Die Rolle der Lehrkräfte
Die Forschenden, darunter Dr. Melanie Olczyk vom Institut für Soziologie der MLU, untersuchten, inwiefern Lehrkrafturteile zur unterschiedlichen Leistungsentwicklung von Jungen und Mädchen in den Bereichen Sprache und Mathematik beitragen. Hierzu analysierten sie drei Längsschnittstudien aus England, den USA und Deutschland, die Informationen zur Kompetenzentwicklung und zu Bildungsverläufen von rund 17.000 Schülerinnen und Schülern sammelten. Die Resultate zeigen deutlich: Die Leistungsbeurteilungen der Lehrkräfte zu Beginn der Grundschulzeit basierten nicht ausschließlich auf objektiv gemessenen Leistungen, was auf systematische geschlechtsbezogene Verzerrungen hinweist.
In Sprachfächern tendieren Lehrkräfte dazu, die Kompetenzen der Mädchen über- und die der Jungen unterzubewerten, während in Mathematik das Gegenteil der Fall ist. Auffällig ist dabei, dass die Verzerrungen in den verschiedenen Ländern unterschiedlich stark ausgeprägt sind. Vor allem in England und Deutschland wurden signifikante Unterschiede festgestellt, während in den USA die Diskrepanzen geringer ausfielen.

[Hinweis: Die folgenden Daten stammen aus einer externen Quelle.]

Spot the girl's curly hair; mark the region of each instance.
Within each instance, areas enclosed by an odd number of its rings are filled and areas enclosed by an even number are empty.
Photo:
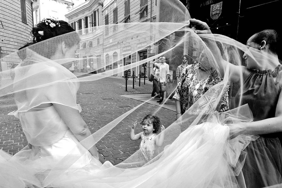
[[[152,114],[148,114],[144,117],[141,120],[141,125],[146,120],[148,120],[150,123],[153,124],[153,128],[155,129],[153,131],[153,133],[155,133],[157,132],[161,127],[161,121],[160,118],[156,115],[153,115]]]

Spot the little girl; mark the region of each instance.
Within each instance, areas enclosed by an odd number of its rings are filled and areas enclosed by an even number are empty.
[[[162,145],[164,127],[161,125],[159,118],[152,114],[146,115],[141,121],[141,123],[143,132],[135,134],[134,129],[137,125],[136,121],[131,129],[130,139],[132,140],[141,139],[139,149],[143,154],[142,157],[149,161],[158,155],[157,147]],[[156,133],[160,128],[160,133],[157,135]]]

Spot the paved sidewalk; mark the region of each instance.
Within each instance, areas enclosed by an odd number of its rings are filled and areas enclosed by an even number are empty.
[[[130,98],[142,102],[146,102],[146,103],[156,105],[160,108],[167,109],[173,112],[176,111],[175,105],[174,100],[167,99],[165,104],[160,105],[159,103],[157,102],[158,100],[153,99],[150,98],[151,95],[151,93],[138,93],[138,94],[128,94],[122,95],[121,96]]]

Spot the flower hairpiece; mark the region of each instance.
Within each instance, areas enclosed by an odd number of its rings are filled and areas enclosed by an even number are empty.
[[[54,27],[58,26],[59,27],[61,27],[61,26],[60,24],[59,21],[55,18],[53,19],[51,18],[43,19],[42,20],[43,23],[45,23],[47,25],[49,25],[51,27]]]

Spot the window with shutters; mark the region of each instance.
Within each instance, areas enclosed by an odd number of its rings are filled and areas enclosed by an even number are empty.
[[[97,45],[100,44],[100,38],[99,37],[97,38]]]
[[[140,9],[135,14],[138,14],[140,19],[148,16],[148,0],[140,0]]]
[[[148,16],[148,6],[144,7],[143,10],[140,13],[140,19],[147,17]]]
[[[106,69],[108,70],[109,69],[113,69],[113,65],[111,63],[110,63],[110,55],[108,54],[106,54],[105,57],[106,61]]]
[[[90,41],[88,42],[88,43],[87,44],[87,46],[88,47],[88,48],[91,48],[93,47],[92,41]]]
[[[128,23],[130,22],[130,1],[124,1],[124,18],[121,22]]]
[[[107,14],[105,16],[105,25],[109,25],[109,14]],[[109,26],[106,26],[106,29],[105,31],[106,36],[109,35]]]
[[[85,16],[83,20],[83,31],[85,33],[88,33],[88,16]]]
[[[96,22],[96,11],[94,11],[93,12],[93,27],[96,27],[97,26]]]
[[[82,34],[82,19],[80,19],[78,20],[78,33],[81,34]]]
[[[113,28],[113,31],[114,32],[118,31],[118,7],[115,8],[113,11],[114,20],[113,24],[115,24]]]
[[[113,11],[113,15],[114,20],[113,24],[115,24],[118,23],[118,7],[115,8]]]
[[[97,11],[97,25],[99,26],[100,25],[100,22],[99,21],[99,9],[98,9]]]
[[[21,21],[25,24],[27,24],[26,0],[21,0]]]
[[[92,31],[92,27],[93,26],[93,15],[91,15],[88,16],[88,22],[89,23],[89,25],[88,26],[88,31],[91,32]]]

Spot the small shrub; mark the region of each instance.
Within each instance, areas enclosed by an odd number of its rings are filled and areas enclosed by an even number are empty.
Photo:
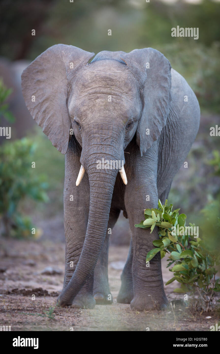
[[[186,228],[186,216],[179,214],[179,209],[172,211],[172,204],[167,205],[167,200],[164,205],[159,200],[158,209],[145,209],[145,220],[135,225],[143,229],[150,228],[150,233],[155,226],[159,227],[159,239],[153,241],[156,248],[148,252],[146,262],[159,252],[161,258],[167,253],[169,263],[167,268],[171,267],[169,270],[173,276],[166,285],[176,280],[180,287],[174,289],[175,292],[194,293],[197,291],[204,310],[210,310],[213,307],[215,293],[220,291],[220,280],[215,277],[217,273],[215,267],[220,263],[219,251],[209,247],[204,240],[190,237],[188,234],[189,229]],[[178,225],[179,233],[181,234],[179,235],[175,234],[174,230],[174,227]],[[190,223],[191,228],[195,226]],[[189,233],[191,235],[191,232]]]
[[[0,219],[5,236],[31,235],[31,219],[18,211],[22,200],[28,197],[37,201],[48,200],[45,176],[38,175],[31,168],[36,148],[26,138],[7,142],[0,146]]]

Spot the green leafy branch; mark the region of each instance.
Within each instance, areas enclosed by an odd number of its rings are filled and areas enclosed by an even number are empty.
[[[164,205],[159,200],[158,209],[145,209],[145,220],[135,225],[143,229],[150,228],[150,233],[155,226],[159,228],[159,239],[153,241],[156,248],[148,252],[146,262],[159,252],[161,258],[167,253],[169,263],[167,268],[172,266],[169,270],[173,273],[174,276],[166,285],[176,280],[181,285],[180,288],[174,289],[175,292],[194,293],[197,290],[208,310],[214,293],[220,291],[220,281],[215,279],[217,270],[215,268],[220,263],[220,255],[216,250],[208,249],[204,240],[198,237],[195,240],[191,238],[188,234],[189,227],[186,228],[186,215],[179,214],[179,209],[172,211],[172,204],[167,205],[167,200]],[[178,225],[179,235],[175,231]],[[195,224],[189,225],[193,230]]]

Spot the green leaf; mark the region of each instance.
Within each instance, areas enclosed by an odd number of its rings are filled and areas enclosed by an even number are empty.
[[[160,251],[160,258],[161,258],[161,259],[162,259],[162,258],[163,258],[163,257],[165,256],[165,255],[166,255],[166,252],[165,252],[165,251],[163,250],[162,251]]]
[[[179,253],[181,253],[181,252],[182,252],[182,250],[181,250],[181,247],[180,247],[179,244],[178,244],[177,245],[177,249]]]
[[[152,210],[151,215],[152,215],[152,218],[154,219],[154,221],[157,221],[157,219],[156,216],[156,214],[153,210]]]
[[[191,264],[194,268],[196,268],[198,267],[198,259],[195,255],[194,255],[193,258],[191,261]]]
[[[161,236],[165,236],[166,235],[166,230],[164,229],[160,229],[159,231],[159,234],[161,235]]]
[[[162,242],[164,245],[164,247],[167,247],[170,243],[170,240],[169,240],[167,237],[166,237],[165,238],[163,239]]]
[[[159,252],[162,250],[162,249],[160,248],[154,248],[153,250],[151,250],[147,255],[146,262],[147,262],[148,261],[150,261],[150,259],[153,258],[155,255],[156,255],[157,253],[158,253],[158,252]]]
[[[186,251],[183,251],[180,253],[181,258],[186,258],[186,257],[193,257],[193,253],[190,250],[186,250]]]
[[[146,219],[143,222],[143,225],[152,225],[154,222],[154,220],[153,219],[151,219],[150,218],[149,218],[148,219]]]
[[[179,283],[182,283],[183,281],[183,279],[182,278],[181,276],[179,276],[179,275],[175,275],[175,278],[176,279],[177,281]]]
[[[178,238],[177,236],[174,235],[174,236],[172,236],[171,234],[171,232],[170,232],[169,231],[168,232],[168,237],[170,240],[172,242],[176,242],[177,241]]]
[[[186,216],[185,214],[180,214],[178,217],[178,223],[180,226],[185,226]]]
[[[142,229],[146,229],[146,227],[143,225],[143,221],[142,220],[139,224],[135,224],[135,227],[141,227]]]
[[[170,257],[171,259],[173,259],[174,261],[177,261],[178,259],[180,259],[181,258],[180,253],[174,251],[171,252]]]
[[[153,243],[154,246],[155,246],[156,247],[163,248],[163,244],[161,240],[155,240],[155,241],[153,241]]]
[[[170,215],[168,215],[167,214],[163,214],[163,219],[165,221],[168,221],[171,224],[172,224],[172,217]]]
[[[158,200],[158,206],[159,208],[160,208],[161,209],[162,209],[162,210],[163,210],[163,207],[160,199]]]
[[[179,272],[180,270],[184,270],[185,269],[182,264],[176,264],[172,268],[172,272]]]
[[[149,216],[151,216],[151,210],[150,209],[145,209],[144,210],[144,214]]]
[[[176,278],[175,276],[173,276],[172,278],[171,278],[171,279],[170,279],[169,280],[168,280],[168,281],[167,281],[165,285],[168,285],[169,284],[171,284],[171,283],[172,283],[174,280],[176,280]]]
[[[154,229],[155,227],[155,225],[156,225],[156,223],[155,222],[153,224],[152,224],[152,226],[151,226],[151,227],[150,228],[150,234],[152,232],[153,232]]]
[[[203,281],[201,279],[198,279],[197,281],[198,285],[200,288],[202,288],[203,286]]]
[[[180,289],[179,288],[176,288],[173,290],[174,292],[185,293],[185,291],[183,289]]]
[[[170,224],[169,222],[166,221],[162,221],[161,223],[161,226],[162,227],[165,227],[167,229],[169,227],[171,227],[173,226],[172,224]]]

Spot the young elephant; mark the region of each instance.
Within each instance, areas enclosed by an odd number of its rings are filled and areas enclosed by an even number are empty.
[[[107,230],[122,210],[132,240],[117,301],[139,311],[155,304],[166,307],[160,253],[146,267],[158,230],[150,234],[134,224],[144,209],[167,198],[196,135],[199,105],[183,78],[157,50],[104,51],[88,63],[94,56],[58,44],[22,75],[33,118],[66,154],[66,266],[59,303],[92,308],[96,301],[112,302]],[[125,169],[121,166],[118,173],[114,164],[109,168],[111,160],[125,161]]]

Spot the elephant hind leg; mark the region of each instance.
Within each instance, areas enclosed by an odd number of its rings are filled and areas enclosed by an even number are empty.
[[[121,275],[121,285],[117,297],[117,302],[121,304],[130,304],[133,297],[132,262],[133,245],[131,240],[128,255],[126,263]]]
[[[120,213],[120,209],[111,208],[103,247],[95,269],[93,297],[97,305],[110,305],[112,297],[108,284],[108,263],[110,235]]]

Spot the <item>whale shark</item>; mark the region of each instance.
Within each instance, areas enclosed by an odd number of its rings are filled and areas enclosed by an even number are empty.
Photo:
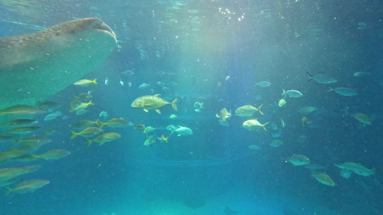
[[[54,95],[102,64],[117,44],[111,28],[93,18],[0,37],[0,109]]]

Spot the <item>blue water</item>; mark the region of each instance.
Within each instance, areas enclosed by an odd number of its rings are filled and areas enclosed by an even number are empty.
[[[29,6],[3,2],[1,36],[95,17],[110,26],[119,41],[104,64],[83,77],[97,78],[98,84],[71,85],[47,99],[60,104],[67,119],[38,117],[43,129],[53,127],[57,132],[37,153],[62,148],[71,154],[57,160],[0,166],[41,165],[18,182],[51,182],[31,193],[2,196],[4,214],[220,215],[227,206],[244,215],[383,213],[381,1],[36,0],[28,2]],[[121,74],[128,70],[134,74]],[[160,70],[168,75],[155,77]],[[328,86],[307,81],[306,72],[331,75],[338,80],[332,87],[352,88],[358,94],[326,93]],[[370,74],[354,77],[358,72]],[[271,86],[254,86],[262,81]],[[176,83],[167,86],[173,94],[167,96],[158,81]],[[151,87],[139,89],[143,83]],[[303,96],[287,98],[286,106],[280,108],[283,89]],[[88,91],[95,105],[83,115],[70,112],[73,96]],[[168,106],[161,114],[130,106],[139,96],[156,94],[188,101],[178,105],[177,112]],[[198,113],[193,105],[201,96],[206,98],[205,108]],[[235,115],[237,108],[249,104],[264,104],[264,116]],[[327,111],[305,114],[312,122],[303,127],[298,111],[305,106]],[[220,125],[215,117],[224,108],[232,114],[229,127]],[[110,116],[106,120],[122,117],[134,125],[158,128],[155,137],[169,136],[170,132],[159,128],[171,124],[190,128],[193,134],[173,134],[168,143],[157,140],[149,146],[144,145],[146,135],[132,127],[105,128],[121,137],[101,146],[87,147],[80,137],[70,139],[71,126],[82,119],[104,121],[99,117],[103,111]],[[368,116],[372,124],[351,116],[357,112]],[[177,118],[170,119],[172,114]],[[244,121],[255,118],[262,124],[275,123],[278,130],[270,124],[267,132],[259,134],[242,127]],[[271,135],[275,132],[280,133],[279,138]],[[283,145],[270,147],[276,139]],[[2,151],[7,144],[0,145]],[[251,145],[260,148],[250,150]],[[309,169],[286,162],[293,153],[326,167],[336,185],[322,184]],[[376,168],[376,172],[346,179],[333,165],[345,162]]]

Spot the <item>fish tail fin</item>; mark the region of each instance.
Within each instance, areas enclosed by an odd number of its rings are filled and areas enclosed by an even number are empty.
[[[15,139],[13,139],[13,141],[12,141],[12,145],[13,145],[15,144],[18,143],[19,143],[20,142],[20,140],[18,140],[17,139],[15,138]]]
[[[100,126],[100,128],[101,129],[103,127],[103,126],[104,126],[104,125],[105,125],[105,123],[103,122],[101,122],[101,121],[100,121],[98,120],[97,120],[97,121],[98,121],[98,122],[97,122],[97,125],[98,125]]]
[[[36,101],[36,108],[39,108],[41,106],[41,102],[39,101]]]
[[[310,80],[311,80],[311,79],[313,79],[313,76],[311,75],[310,75],[310,73],[309,73],[309,72],[306,72],[306,73],[307,73],[307,75],[309,75],[310,76],[310,78],[309,78],[308,80],[307,80],[307,81],[306,81],[306,82],[308,82]]]
[[[258,111],[258,112],[259,112],[259,113],[260,113],[260,114],[261,114],[262,115],[265,115],[265,114],[263,114],[263,113],[262,112],[262,111],[261,111],[261,108],[262,107],[262,105],[263,105],[263,104],[261,104],[259,106],[259,107],[258,107],[258,108],[257,109]]]
[[[329,92],[330,92],[330,91],[332,91],[334,90],[334,89],[332,89],[332,88],[331,87],[331,86],[330,86],[329,85],[327,85],[327,86],[329,86],[329,87],[330,88],[330,90],[329,90],[326,91],[326,93],[328,93]]]
[[[266,129],[266,128],[265,127],[265,125],[266,125],[267,124],[268,124],[268,122],[266,122],[266,123],[264,124],[263,125],[262,125],[262,127],[264,128],[264,130],[265,130],[265,131],[266,132],[267,132],[267,129]]]
[[[178,98],[177,98],[174,99],[174,101],[173,101],[173,102],[172,103],[172,106],[173,107],[173,109],[176,111],[178,111],[177,110],[177,105],[176,104],[178,101]]]
[[[79,134],[73,131],[70,131],[72,132],[72,136],[70,136],[70,139],[74,139],[75,137],[77,137]]]
[[[8,187],[5,187],[5,188],[6,190],[5,191],[5,192],[4,193],[4,195],[5,196],[8,195],[9,195],[9,194],[12,192],[12,191],[13,191],[12,188]]]

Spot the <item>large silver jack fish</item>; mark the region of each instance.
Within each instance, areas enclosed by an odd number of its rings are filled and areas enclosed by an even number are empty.
[[[96,18],[0,38],[0,109],[34,106],[62,90],[103,63],[117,43],[110,28]]]

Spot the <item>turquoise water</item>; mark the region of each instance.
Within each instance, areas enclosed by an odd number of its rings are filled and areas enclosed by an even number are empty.
[[[96,17],[118,41],[101,65],[80,78],[97,78],[97,85],[71,84],[46,98],[59,104],[56,111],[62,116],[46,121],[51,113],[37,115],[41,129],[16,135],[41,135],[53,128],[52,142],[34,153],[62,149],[71,154],[57,160],[10,159],[0,165],[41,166],[18,177],[7,186],[11,189],[32,179],[50,181],[33,192],[2,195],[1,210],[10,215],[223,215],[229,207],[244,215],[381,214],[382,12],[380,1],[0,1],[2,37]],[[127,70],[134,74],[123,73]],[[308,81],[307,72],[333,77],[337,81],[331,87],[358,94],[326,93],[329,86]],[[356,77],[357,72],[368,73]],[[254,86],[261,81],[271,85]],[[144,83],[150,86],[139,88]],[[288,96],[280,107],[283,89],[303,96]],[[83,115],[70,112],[74,95],[88,91],[95,105]],[[155,94],[171,102],[179,98],[178,111],[171,105],[161,108],[160,114],[131,106],[136,98]],[[201,96],[203,108],[198,112],[194,105]],[[235,114],[248,104],[263,104],[264,115]],[[305,106],[321,110],[300,112]],[[216,116],[224,108],[231,110],[229,126]],[[109,116],[99,116],[103,111]],[[352,116],[356,113],[368,116],[371,124],[357,120]],[[172,114],[177,117],[170,119]],[[147,135],[133,126],[105,126],[103,132],[121,137],[101,146],[87,147],[80,137],[70,139],[80,120],[120,117],[157,129]],[[269,122],[267,131],[243,127],[255,118]],[[171,124],[190,128],[193,134],[170,135],[165,128]],[[151,135],[156,143],[144,145]],[[169,137],[167,143],[157,138],[162,135]],[[283,144],[272,147],[274,140]],[[0,143],[3,152],[13,147],[11,140]],[[294,166],[288,161],[295,153],[324,168]],[[353,173],[347,179],[334,165],[346,162],[376,169],[369,176]],[[315,173],[328,175],[336,185],[321,183],[312,176]]]

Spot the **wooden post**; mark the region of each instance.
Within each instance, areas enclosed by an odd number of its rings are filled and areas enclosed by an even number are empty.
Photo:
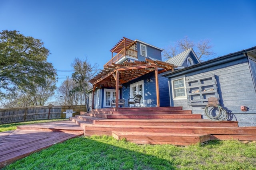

Langzeitfolgen geschlechtsspezifischer Fehleinschätzungen
Die Studie zeigt zudem, dass sich die Leistungsunterschiede zwischen Jungen und Mädchen im Laufe der Grundschulzeit insgesamt vergrößerten – ein Effekt, der teilweise auf die anfänglichen Fehleinschätzungen der Lehrkräfte zurückzuführen ist. Dies unterstreicht die Bedeutung von Bewusstseinsbildung und Fortbildungen für Lehrkräfte, um solche Vorurteile abzubauen und eine gerechtere Bildungschance für alle Schülerinnen und Schüler zu ermöglichen. Die Ergebnisse betonen die Rolle von Lehrkräften nicht nur als Wissensvermittler, sondern auch als prägende Einflüsse auf die Selbstwahrnehmung und Leistungsentwicklung ihrer Schützlinge.